Archbishop Lazzarotto said that Pope Francis’s “peace prayer summit” at the Vatican last month sowed the first seed of dialogue.
“Now, let us surround this seed with care, make it grow and make it bear the fruit that it should give; understand the meaning of the gesture of the Pope and translate it into concrete actions such as the Holy Father is urging continuously. It takes concrete actions and courage. The Pope pointed out many times: peace needs courageous gestures. It is time for political leaders of all parties to understand this and move in this direction.”

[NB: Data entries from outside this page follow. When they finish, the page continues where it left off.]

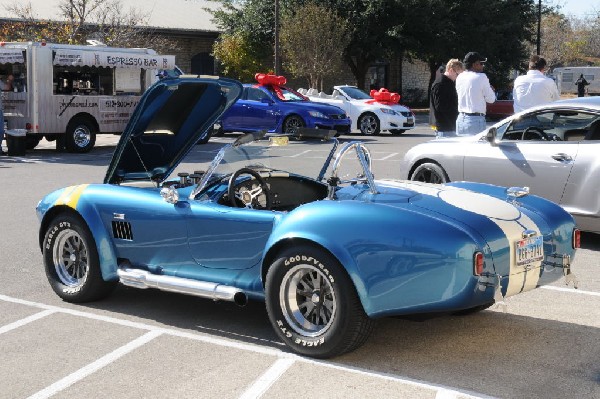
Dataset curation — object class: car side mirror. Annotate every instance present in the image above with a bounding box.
[485,127,498,146]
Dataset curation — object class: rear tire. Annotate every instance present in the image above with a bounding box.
[265,245,375,358]
[65,117,98,153]
[410,163,450,184]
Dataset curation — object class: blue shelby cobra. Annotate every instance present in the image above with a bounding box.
[37,76,578,358]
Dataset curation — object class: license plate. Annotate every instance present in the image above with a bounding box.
[515,236,544,266]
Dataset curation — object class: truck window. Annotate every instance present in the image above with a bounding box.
[53,65,146,96]
[0,64,27,93]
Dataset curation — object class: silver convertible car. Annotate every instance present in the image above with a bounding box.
[400,97,600,233]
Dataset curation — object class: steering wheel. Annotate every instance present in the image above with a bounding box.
[521,126,550,141]
[227,168,271,209]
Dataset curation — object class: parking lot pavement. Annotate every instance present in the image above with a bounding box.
[0,295,487,399]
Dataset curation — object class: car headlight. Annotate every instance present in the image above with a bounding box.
[379,108,396,115]
[308,111,328,119]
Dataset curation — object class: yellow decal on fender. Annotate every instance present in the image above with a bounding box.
[54,184,89,209]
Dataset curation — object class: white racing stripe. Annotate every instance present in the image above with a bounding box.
[29,331,162,399]
[383,181,542,297]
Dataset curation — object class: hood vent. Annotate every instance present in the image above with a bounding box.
[112,220,133,241]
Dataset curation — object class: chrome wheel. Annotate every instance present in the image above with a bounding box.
[52,229,89,288]
[279,264,337,337]
[73,125,92,148]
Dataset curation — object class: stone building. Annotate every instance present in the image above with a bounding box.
[0,0,429,103]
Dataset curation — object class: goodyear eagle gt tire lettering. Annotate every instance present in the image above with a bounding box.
[266,245,375,358]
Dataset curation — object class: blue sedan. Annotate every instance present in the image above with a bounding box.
[212,84,351,136]
[37,76,579,358]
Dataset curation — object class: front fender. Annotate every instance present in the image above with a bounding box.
[37,184,118,281]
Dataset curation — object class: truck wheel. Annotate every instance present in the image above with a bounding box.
[65,117,97,153]
[43,215,117,303]
[265,245,375,358]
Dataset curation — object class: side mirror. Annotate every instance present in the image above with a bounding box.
[160,186,179,204]
[485,127,498,146]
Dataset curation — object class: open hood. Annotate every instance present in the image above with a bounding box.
[104,75,242,184]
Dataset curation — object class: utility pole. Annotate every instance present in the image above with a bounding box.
[275,0,281,75]
[537,0,542,55]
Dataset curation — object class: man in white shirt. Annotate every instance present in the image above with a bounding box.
[513,55,560,112]
[456,52,496,136]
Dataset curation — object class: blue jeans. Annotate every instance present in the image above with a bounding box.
[456,113,486,136]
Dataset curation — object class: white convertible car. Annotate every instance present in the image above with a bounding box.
[298,86,415,135]
[400,97,600,233]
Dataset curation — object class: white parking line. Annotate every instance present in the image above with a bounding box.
[0,310,56,334]
[29,331,162,399]
[240,358,296,399]
[540,285,600,296]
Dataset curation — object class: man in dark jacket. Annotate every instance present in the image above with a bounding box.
[429,58,464,138]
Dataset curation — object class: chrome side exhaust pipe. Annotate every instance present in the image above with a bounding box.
[117,268,248,306]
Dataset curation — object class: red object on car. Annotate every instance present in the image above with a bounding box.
[486,90,515,119]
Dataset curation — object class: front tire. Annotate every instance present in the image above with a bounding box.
[358,112,380,136]
[410,163,450,184]
[65,117,98,153]
[265,245,375,358]
[43,215,116,303]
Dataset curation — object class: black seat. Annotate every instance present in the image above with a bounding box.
[585,119,600,140]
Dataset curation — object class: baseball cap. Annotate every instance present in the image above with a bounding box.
[463,51,487,65]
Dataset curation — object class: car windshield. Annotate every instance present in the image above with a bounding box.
[343,86,373,100]
[266,86,308,101]
[191,134,370,197]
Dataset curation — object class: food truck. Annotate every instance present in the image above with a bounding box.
[0,42,178,153]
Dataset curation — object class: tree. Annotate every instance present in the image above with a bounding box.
[411,0,537,87]
[206,0,275,74]
[281,3,349,90]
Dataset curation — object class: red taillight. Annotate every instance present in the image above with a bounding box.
[573,229,581,248]
[473,252,483,276]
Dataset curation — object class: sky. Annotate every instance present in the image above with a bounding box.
[551,0,600,17]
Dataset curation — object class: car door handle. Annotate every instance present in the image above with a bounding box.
[552,152,573,161]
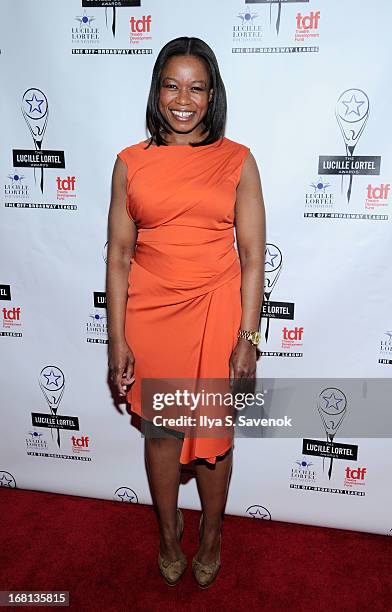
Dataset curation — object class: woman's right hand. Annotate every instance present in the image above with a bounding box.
[109,339,135,397]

With the resources it has available, the Church in the Holy Land, he says, does everything it can to help. As an example of concrete gestures, he indicates the on-site assistance that local Catholic aid agencies such as Caritas are able to offer “to bring immediate help to these people who are directly affected.”
Father Abusahlia of Caritas pointed out that the conflict has led to “the destruction of entire neighbourhoods. Can you imagine more than 1,200 homes razed to the ground. Gaza is a very populated city; when one house is hit, also the surrounding ones are damaged. Now there are as many as 20,000 that were hit and rendered basically inaccessible.”
But it is not only homes being destroyed, but entire families. “Over 36 families have been entirely wiped out, while Gaza remains without running water and electricity, and the hospitals are without the necessary means to assist those in need,” said Father Abusahlia.
He said the priority should be to “immediately silence the weapons, reopen all border crossings and especially eradicate the causes of the conflict, lifting a blockade imposed for 12 years on Gaza, making it the world’s largest open-air prison.”